L’alchimie des textes : comment la lecture irrigue le rap de Kery James
Kery James ne lit pas pour le style, il lit « pour comprendre, pour s’armer » (Télérama, 2019). L’impact est manifeste dans la manière dont il construit ses morceaux, utilisés comme des essais poétiques : les lectures deviennent outils d’argumentation, de rhétorique, et souvent matrices d’identification pour ses auditeurs.
Prenons l’exemple de “Banlieusards” (2008), morceau phare, devenu éponyme d’un film : ici, l’écho de l’ouvrage d’Edouard Louis (“Qui a tué mon père”, 2018) est sensible, même si James précède Louis. Tous deux s’accordent sur cet impératif : expliquer, incarner, ne pas essentialiser. L’argumentation, l’adresse directe à l’État, et la convocation de l’Histoire dans la chanson annoncent cet héritage.

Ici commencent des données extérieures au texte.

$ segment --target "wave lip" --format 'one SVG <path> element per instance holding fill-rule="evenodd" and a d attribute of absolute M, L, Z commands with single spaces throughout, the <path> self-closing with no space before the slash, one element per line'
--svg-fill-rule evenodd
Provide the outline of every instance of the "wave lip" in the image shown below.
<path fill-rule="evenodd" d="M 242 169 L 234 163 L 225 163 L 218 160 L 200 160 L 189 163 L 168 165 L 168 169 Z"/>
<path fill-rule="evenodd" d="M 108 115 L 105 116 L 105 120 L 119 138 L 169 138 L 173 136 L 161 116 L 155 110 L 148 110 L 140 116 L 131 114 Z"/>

Ses textes font aussi référence à la philosophie antique, comme Platon et son “allégorie de la caverne”, énoncée explicitement dans “Le combat continue 3” (“Certains refusent de voir parce que la lumière brûle les yeux”).
D’une lecture à l’autre, chaque nom, chaque concept, n’est pas jeté au micro au hasard ; Kery James les manipule et les rend vivants, les réécrit à hauteur de bitume, creusant le sillon d’un rap qui pense sans jargonner.